The six months’ separation had not been a worldly-wise plan of Edmund’s parents; it had just arisen naturally from the circumstances of Lottie’s own nearer relations. It had had the effect of making Edmund think a great deal about her, however, and by the end of the time he knew exactly what he wanted. He was prepared to make her an offer of marriage immediately on her return, and had already secured his father’s formal consent. It was understood that it was to be a long engagement; he was to go through college, and enter the business before there was any talk of marriage; but it would be comfortable to have it all definite and clear.
When Lottie actually returned, however, and when he saw her slip back into her familiar place, an unexpected hesitation came over Edmund. Without reason or cause he began to think that she could not possibly love him, and in a state of painful humility he decided to wait still longer before he spoke. The new experiences she had been going through, the new people she must have been seeing, had surely, he thought, driven her away from him. He must set to work to win her afresh if he could.
All this was entirely without foundation, but Edmund was in no state to see clearly. His short and sheltered life had brought him nothing but admiration and praise so far, and it was but natural that an excess of humility should come upon him. It made his mother smile tenderly to watch the new diffidence of her tall son.

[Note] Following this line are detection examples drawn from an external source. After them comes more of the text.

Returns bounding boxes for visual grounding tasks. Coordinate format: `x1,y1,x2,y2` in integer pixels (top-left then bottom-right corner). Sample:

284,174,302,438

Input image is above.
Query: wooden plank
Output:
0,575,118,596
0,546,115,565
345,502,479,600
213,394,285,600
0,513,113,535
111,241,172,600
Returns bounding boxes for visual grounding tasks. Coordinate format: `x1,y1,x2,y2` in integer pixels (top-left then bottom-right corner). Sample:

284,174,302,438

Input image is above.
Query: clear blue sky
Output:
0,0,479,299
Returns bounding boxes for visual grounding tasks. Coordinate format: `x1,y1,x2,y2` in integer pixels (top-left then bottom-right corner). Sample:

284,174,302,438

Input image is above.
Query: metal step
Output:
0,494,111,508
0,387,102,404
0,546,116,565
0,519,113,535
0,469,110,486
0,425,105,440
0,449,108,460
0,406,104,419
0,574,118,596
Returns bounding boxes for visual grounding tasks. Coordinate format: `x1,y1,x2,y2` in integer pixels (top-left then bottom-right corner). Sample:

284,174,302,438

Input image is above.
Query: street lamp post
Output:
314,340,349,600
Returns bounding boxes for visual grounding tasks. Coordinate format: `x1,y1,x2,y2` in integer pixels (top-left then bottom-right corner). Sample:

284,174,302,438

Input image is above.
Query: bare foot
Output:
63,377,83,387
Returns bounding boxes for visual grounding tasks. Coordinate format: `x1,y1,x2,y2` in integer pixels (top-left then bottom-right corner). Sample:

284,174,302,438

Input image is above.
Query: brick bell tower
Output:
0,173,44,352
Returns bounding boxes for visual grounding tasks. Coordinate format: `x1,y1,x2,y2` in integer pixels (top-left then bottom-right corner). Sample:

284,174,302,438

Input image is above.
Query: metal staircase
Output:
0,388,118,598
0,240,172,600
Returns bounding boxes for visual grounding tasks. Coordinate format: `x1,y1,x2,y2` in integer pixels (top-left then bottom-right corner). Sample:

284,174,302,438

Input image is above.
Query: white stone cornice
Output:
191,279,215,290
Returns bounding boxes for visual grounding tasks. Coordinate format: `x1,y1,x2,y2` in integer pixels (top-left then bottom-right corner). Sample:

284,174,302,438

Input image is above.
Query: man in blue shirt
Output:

Lottie was, of course, at once introduced to the family next door and equally naturally she was taken into immediate favour. The Thrush sisters were charmed with her pretty face and pleasing manners, and constantly invited her to see them; and so, it was only a short time before she was at home in their house. This state of things was followed by a most surprising development, namely, the adoption of Lottie as the first disciple. The Master entered, so Silence told Sarah, into immediate religious sympathy with the girl, and from that conjunction much might be expected. The Lord had marked her out for fuller teaching, and she would be the first to whom the whole of the new Truths would be revealed.
When this announcement was made Thomas was greatly pleased. He had long been urging the need for more numerous and more fully instructed disciples. He could not altogether relish what was not widely shared, and he regarded this as a beginning of expansion. He spoke of it at the table in a triumphant tone, and did not notice that Sarah and Lottie were not as well pleased as himself.
As for Lottie, she was frightened. She did not feel equal to so high a mission, and had a private shrinking from Rufus for which she could not account. She wished this alarming thing had befallen Edmund, or someone better able to cope with it than herself.
Sarah, for her part, felt the same. Fond as she really was of Lottie, she could not think the child fit for the task, and she was conscious of a distinct and most unpleasant impulse to be aggrieved. She knew very well that there was more earnestness both in Edmund and in herself, and that as a disciple Lottie would be only too facile and impressionable. It seemed as if it were a waste to lay the Lord’s secret before so simple a heart, when those others, burning so steadily with longing for the glad tidings, were passed by. And yet, of course, it was just this simplicity which caused Lottie to be chosen. Lottie was like a little child, and of such was the Kingdom of Heaven. By a deliberate mental effort Sarah drove the jealousy out of her mind, and replaced it by a humility which was none the less genuine for being a second thought. And once this was done, she watched the progress of affairs most eagerly, trying hard to gather up any scraps from the table of revelation, and doing all she could to make things easy for the girl.
And thus it was that Lottie fell into the habit of spending every evening with the saintly household next door.